Authorizing here is an admin-level step that verifies your GitHub OAuth app is correctly configured. Each end user will still complete their own GitHub authorization the first time they invoke a tool.

Connect your MCP client

To test the Gateway, you'll need to use a client that supports CIMD. That rules out the MCP Inspector. Fortunately, both VS Code and Claude Code do, hosting their CIMDs here and here respectively. Let's use VS Code.

You might want to use a different GitHub account from the one with which you completed the admin authorization. The reason is, as we alluded to earlier, if we make a tool call and the Gateway already has a saved token for the gateway/user pair, we might not see the full initial setup, including the elicitation. So use a different GitHub profile and accompanying Okta account to complete the steps below:

  1. Create an mcp.json at .vscode/mcp.json in an active VS Code workspace
  2. Set it up as in the example shown earlier, replacing the url with your proxy's url
  3. Click Start and complete the OAuth flow
  4. Once VS Code completes initialization and caches the tools advertised by AgentCore Gateway, make a tool call.
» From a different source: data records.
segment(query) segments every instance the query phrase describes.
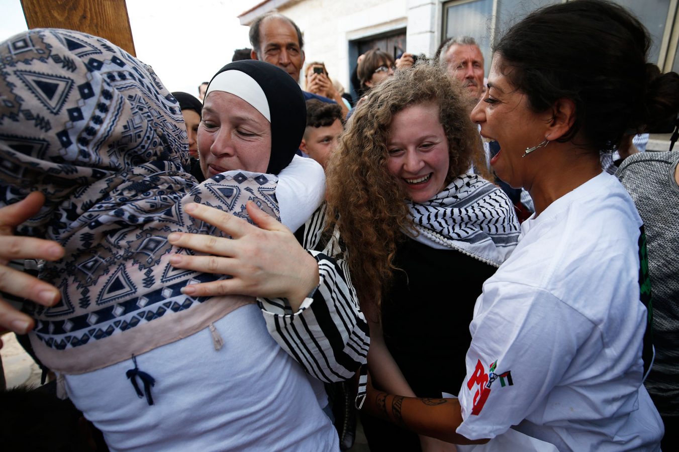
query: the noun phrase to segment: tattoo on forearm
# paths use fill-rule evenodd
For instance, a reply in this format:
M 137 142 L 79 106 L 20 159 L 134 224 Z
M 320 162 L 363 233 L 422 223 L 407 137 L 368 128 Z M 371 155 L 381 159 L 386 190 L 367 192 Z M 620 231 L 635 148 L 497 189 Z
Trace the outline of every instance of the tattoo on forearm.
M 375 402 L 378 406 L 378 410 L 382 410 L 384 413 L 384 415 L 388 418 L 388 415 L 386 412 L 386 394 L 384 392 L 380 392 L 378 394 L 377 397 L 375 398 Z
M 403 396 L 394 396 L 394 400 L 391 402 L 391 412 L 394 415 L 394 419 L 399 424 L 403 423 L 403 418 L 401 415 L 401 406 L 403 404 Z

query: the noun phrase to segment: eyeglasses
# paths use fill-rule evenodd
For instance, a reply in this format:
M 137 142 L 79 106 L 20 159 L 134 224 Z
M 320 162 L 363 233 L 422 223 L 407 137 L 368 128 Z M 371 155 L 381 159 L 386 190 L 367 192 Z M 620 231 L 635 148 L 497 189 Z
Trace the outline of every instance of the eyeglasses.
M 389 69 L 391 69 L 392 71 L 396 71 L 396 65 L 392 64 L 391 66 L 385 66 L 384 64 L 382 64 L 378 69 L 375 69 L 373 73 L 377 74 L 380 72 L 389 72 Z

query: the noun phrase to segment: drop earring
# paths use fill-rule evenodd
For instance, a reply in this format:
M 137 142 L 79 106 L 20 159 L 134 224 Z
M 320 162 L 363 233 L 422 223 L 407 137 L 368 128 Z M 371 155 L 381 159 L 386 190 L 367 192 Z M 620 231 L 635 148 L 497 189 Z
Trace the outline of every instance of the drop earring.
M 527 147 L 527 148 L 526 148 L 526 152 L 524 153 L 524 155 L 521 155 L 521 157 L 526 157 L 526 155 L 528 155 L 528 154 L 530 154 L 531 152 L 532 152 L 535 149 L 538 149 L 539 147 L 545 147 L 545 146 L 547 146 L 549 144 L 549 140 L 545 140 L 545 141 L 542 142 L 541 143 L 540 143 L 537 146 L 534 146 L 533 147 Z

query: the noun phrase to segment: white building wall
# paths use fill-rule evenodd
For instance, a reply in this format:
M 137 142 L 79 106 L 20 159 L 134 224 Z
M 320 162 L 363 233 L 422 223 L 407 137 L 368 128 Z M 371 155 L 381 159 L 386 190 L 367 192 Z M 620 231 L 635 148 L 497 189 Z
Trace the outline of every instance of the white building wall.
M 405 28 L 407 3 L 408 0 L 303 0 L 281 5 L 278 11 L 302 31 L 306 61 L 325 62 L 330 77 L 340 80 L 348 92 L 349 41 Z M 407 39 L 409 47 L 409 35 Z M 304 73 L 300 84 L 304 87 Z

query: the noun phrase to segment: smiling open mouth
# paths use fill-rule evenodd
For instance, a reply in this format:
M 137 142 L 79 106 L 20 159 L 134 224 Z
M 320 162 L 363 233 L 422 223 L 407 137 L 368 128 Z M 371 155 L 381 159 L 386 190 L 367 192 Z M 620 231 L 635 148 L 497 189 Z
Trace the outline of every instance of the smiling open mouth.
M 422 176 L 422 177 L 418 177 L 416 179 L 406 179 L 406 178 L 404 178 L 403 180 L 405 181 L 405 183 L 407 183 L 408 185 L 414 185 L 414 184 L 421 184 L 423 182 L 426 182 L 430 178 L 431 178 L 431 175 L 432 175 L 432 173 L 430 172 L 426 176 Z

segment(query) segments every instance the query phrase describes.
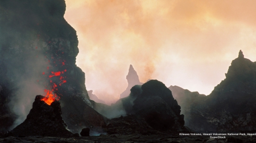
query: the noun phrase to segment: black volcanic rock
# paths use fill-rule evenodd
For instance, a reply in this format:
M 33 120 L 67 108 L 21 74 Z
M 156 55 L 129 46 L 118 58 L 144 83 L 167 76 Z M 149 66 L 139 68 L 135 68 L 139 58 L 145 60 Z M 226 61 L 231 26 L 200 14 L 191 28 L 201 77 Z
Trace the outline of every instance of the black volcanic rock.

A good candidate would be get_my_user_profile
  5. You should see the elicitation response pop up. Follow the prompts to grant consent
  6. Once consent is completed, make the tool call again
  7. Profit

Where to go from here

You now have a single MCP gateway endpoint protected by Okta and your users can use it to call downstream MCP servers like GitHub's. From here, adding other MCP server targets would be a natural next step. As you do this, consider whether your organization might benefit from coupling AgentCore Gateway with AgentCore Agent Registry to provide your end users with a one stop discovery shop for all things AI - MCPs, skills, and even Agents.

Or you might want to stay on the security train and invest in some hardening with Okta Authentication Policies or AgentCore Policies. Whatever you do, remember the field moves fast so make sure you're keeping up with new releases. Who knows, maybe sometime soon, we won't need a proxy anymore and AgentCore Gateway will ship with a full-on CIMD compatible authorization server.